Wednesday, November 16, 2011

Reporting from Multiple Disparate Data Sources

One of the many powerful features of Pentaho is the ability for Pentaho Reporting and Pentaho Data Integration to seamlessly work together.  This example will walk through a typical use case within many organizations.  Let's say you want to report of multiple disparate data sources.  You may have a database, a csv file, and a flat file that you want to be able to join the data together and report from but you don't want to have to combine this data in a data store.  Additionally, you may want to give the end users the ability to sort this data.

USE CASE - Reporting from Raw Call Log Summary Information

I have a client who has accesses to some summary telephony data that records the outbound calling of their agents.  Besides having a record of these outbound calls, they have another solution that also records the inbound calls.  This inbound system reporting is a separate from their outbound system in terms of the storage of that data.  Both outbound and inbound record sets records the same information, AgentID, CallType, and Duration.  The outbound data file CallType column all contain the same CallType of outbound and the inbound data file has the value of inbound.  They want to merge these disparate files and also lookup the AgentID from another source that lists all their agents with their corresponding IDs, this way on their report they can list the agent name instead of their ID.
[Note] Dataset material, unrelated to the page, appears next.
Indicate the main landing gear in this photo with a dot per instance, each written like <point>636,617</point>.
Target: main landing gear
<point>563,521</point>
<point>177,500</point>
SOLUTION - Pentaho Data Integration and Pentaho Report Designer

Pentaho Data Integration
What I have done is use PDI to bring all the data together and make it available for Report Designer.  The transformation is made up of the following steps:

  1. CSV file input - This is the outbound call records
  2. Excel Input - This is the inbound call records
  3. Append Streams - This merges the outbound and inbound records into one data set
  4. Stream Lookup - This step looks up the value of AgentID in order to get the Agent Name
  5. CSV file input 2 - This step contains the AgentID along with the corresponding Agent Name
  6. Sort rows - This sorts the rows by Agent Name
  7. Unique Rows - This returns a list of Unique Agent Names use in the parameter list within our report
  8. Create Parameter - This defines a parameter that will be used to filter the results
  9. Filter rows - This will use the parameter to filter out the desired results
  10. Filtered Results - Displays all the desired results
  11. Non Matching Results - Displays all the results that were not selected



Once this transformation is created then it needs to be exported as an .ktr (xml) file and is now ready to be consumed by Report Designer.

Pentaho Report Designer

Once in Report Designer I can create a report and add a Pentaho Data Integration data source.  All I will need to do is point to that transformation location (this is the .ktr file that you exported from Pentaho Data Integration).  When you bring that transformation into Report Designer, it will ask you to select which step to utilize.  This give you the ability to report from any point within the data integration step listed above.  For this example, we will consume information from the Filtered Results step.  In this report, we are also building a parameter which allows end users of this report to select which Agent they want to view the data for.  We are dynamically building this list by selecting the Unique Rows step in our data integration transformation.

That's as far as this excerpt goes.